Tidak kurang dari 7 anggota TNI dicopot dari jabatannya terkait unggahan dari sang istri di media sosial soal insiden penusukan Menkopolhukam beberapa waktu lalu. Lebih dari itu, ke-7 anggota TNI tersebut juga menerima hukuman disiplin militer.
Begitu pula di Aparatur Sipili Negara (ASN). Sesuai dengan PP 53 tahun 2010, ASN yang melakukan ujaran kebencian maupun bersikap nyinyir di media sosial dapat dikenakan sanksi mulai hukuman ringan berupa teguran atau penundaan kenaikan pangkat atau penundaan kenaikan gaji berkala hingga yang paling berat pemecatan.
Di era media sosial seperti sekarang, memang terlalu mudah uajran kebencian maupun hoaks tersebar ke mana-mana. Media sosial kerap dianggap enteng oleh penggunanya. Tapi di media sosial juga melekat konsekuensi hukumnya, khususnya UU No. 11/2008 tentang Informasi dan Transaksi Elektronik (ITE).
Maka kini, penting untuk mengangkat persoalan literasi media sosial. Agar para pengguna media sosial selalu berhati-hati. Agar lebih bijak dalam ber-media sosial. Literasi media sosial harus ditingkatkan. Karena hakikatnya, media sosial adalah sarana untuk menebar konten positif dan upaya perbaikan keadaan yang signifikan.
Berangkat dari realitas itulah, Syarifudin Yunus, pegiat literasi Indonesi dalam acara "Tajuk" secara live di TV Parlemen, Rabu 16 Oktober 2019 di Gedung Nusantara II DPR RI menegaskan pentingnya meningkatkan literasi media sosial masyarakat Indonesia. Agar kasus-kasus seperti yang dialami anggota TNI tidak terulang lagi.
Literasi media sosial, sejatinya, adalah kesadaran masyarakat untuk memahami fungsi media sosial sehingga mampu mengolah informasi dengan baik. Bijak ber-media sosial artinya pengguna media sosial harus menggunakan akal budi pada setiap unggahan yang dilakukan. Tidak cukup hanya akal, tapi budi pekerti atau akhlak pun harus diikutsertakan.
Harus dipahami, media sosial adalah sarana media daring (online) yang memudahkan penggunanya untuk ikut berbagi dan ber-ekspresi apapun.
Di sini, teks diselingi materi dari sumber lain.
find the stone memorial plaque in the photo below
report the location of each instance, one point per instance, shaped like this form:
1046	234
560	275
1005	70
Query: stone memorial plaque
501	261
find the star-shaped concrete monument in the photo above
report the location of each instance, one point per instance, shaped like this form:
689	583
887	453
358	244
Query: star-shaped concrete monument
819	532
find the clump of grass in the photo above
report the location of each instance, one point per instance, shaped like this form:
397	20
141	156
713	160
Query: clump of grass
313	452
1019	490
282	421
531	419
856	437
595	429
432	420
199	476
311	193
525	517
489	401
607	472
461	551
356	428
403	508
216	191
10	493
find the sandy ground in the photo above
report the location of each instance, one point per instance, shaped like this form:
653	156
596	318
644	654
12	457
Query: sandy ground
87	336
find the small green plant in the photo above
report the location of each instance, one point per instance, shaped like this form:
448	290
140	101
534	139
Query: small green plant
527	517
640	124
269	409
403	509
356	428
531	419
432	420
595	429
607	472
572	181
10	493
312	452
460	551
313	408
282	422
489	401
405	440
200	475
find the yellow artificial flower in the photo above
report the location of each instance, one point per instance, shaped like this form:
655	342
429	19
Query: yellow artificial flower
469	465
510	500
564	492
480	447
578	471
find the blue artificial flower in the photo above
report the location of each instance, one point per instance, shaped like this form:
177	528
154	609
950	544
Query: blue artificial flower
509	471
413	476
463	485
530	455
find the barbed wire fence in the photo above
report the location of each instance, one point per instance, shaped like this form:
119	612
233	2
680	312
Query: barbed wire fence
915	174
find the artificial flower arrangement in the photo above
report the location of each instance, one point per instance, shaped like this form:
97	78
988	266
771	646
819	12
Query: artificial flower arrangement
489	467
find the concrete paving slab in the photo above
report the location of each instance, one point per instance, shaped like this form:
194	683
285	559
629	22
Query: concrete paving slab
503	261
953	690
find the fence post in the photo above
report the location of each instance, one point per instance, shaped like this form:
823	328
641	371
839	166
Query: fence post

Dari ulai yang remeh temeh hingga yang berat seperti soal politik, pemimpin, atau Negara.
Karena itu, dibutuhkan kehati-hatian dalam ber-media sosial. Tidak bijaknya masyarakat ber-media sosial, konsekuensinya mudah pula terpapar risiko seperti terlibat menyebar hoaks, menunggah ujaran kebencian, bahkan fitnah.
Tidak dapat dipungkiri, saat ini di Indonesia, tidak kurang dari 143 juta dari 262 juta penduduk telah memiliki akses internet dan media sosial. Itu artinya, 1 dari 2 orang Indonesia memiliki akses media sosial. Bahkan lebih mudah lagi, karena faktanya, 70% dari mereka meng-akses media sosial secara mobile atau dari gawai yang ada di genggamannya.
Maka wajar, pada akhirnya, media sosial melekatkan sifat "kecanduan" pada penggunanya. Akibat candu media sosial inilah, kemudian menimbulkan masalah. Karena pengguna media sosial "gagal" memilah dan memilih informasi yang sesuai dengan norma dan tatanan nilai masyarakat.
Literasi media sosial, hakikatnya, bukan hanya mempersoalkan cara dalam menggunakan media sosial. Tapi juga soal bijaknya seseorang dalam memilah dan memilih informasi yang baik atau tidak baik, benar atau tidak benar untuk diunggah ke media sosial.